Eight variants (frameshift, nonsense and missense) that have been reported in nine probands in six publications (PMIDs: 12730828, 15173253, 19006247, 26104215, 29149870, 29758347) are included in this curation. Variants in this gene segregated with disease in 41 additional family members. More evidence is available in the literature, but the maximum score for genetic evidence (12 points) has been reached. The mechanism of pathogenicity is biallelic loss of function, with the majority of variants observed being null variants (frameshift and nonsense) and predicted or shown to result in reduced mRNA product due to nonsense-mediated decay (PMID: 21865173).

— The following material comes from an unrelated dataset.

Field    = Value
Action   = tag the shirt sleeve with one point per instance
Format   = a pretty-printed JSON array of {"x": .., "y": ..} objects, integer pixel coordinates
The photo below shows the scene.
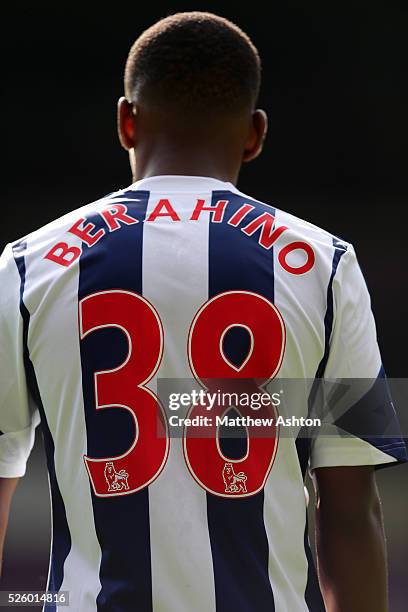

Experimental evidence elucidating VPS13B protein function is still emerging. This gene-disease relationship is supported by studies showing that Vps13b knockdown in primary rat hippocampal neurons reduces neurite length (PMID: 25492866). VPS13B localizes to the Golgi apparatus, where it interacts with Golgi-associated proteins and is involved in Golgi assembly and glycosylation of other proteins (PMID: 24334764).

In summary, there is definitive evidence supporting the relationship between VPS13B and autosomal recessive Cohen syndrome. This has been repeatedly demonstrated in both the research and clinical diagnostic settings, and has been upheld over time. This classification was approved by the ClinGen Intellectual Disability and Autism Gene Curation Expert Panel on August 15, 2018 (SOP Version 6).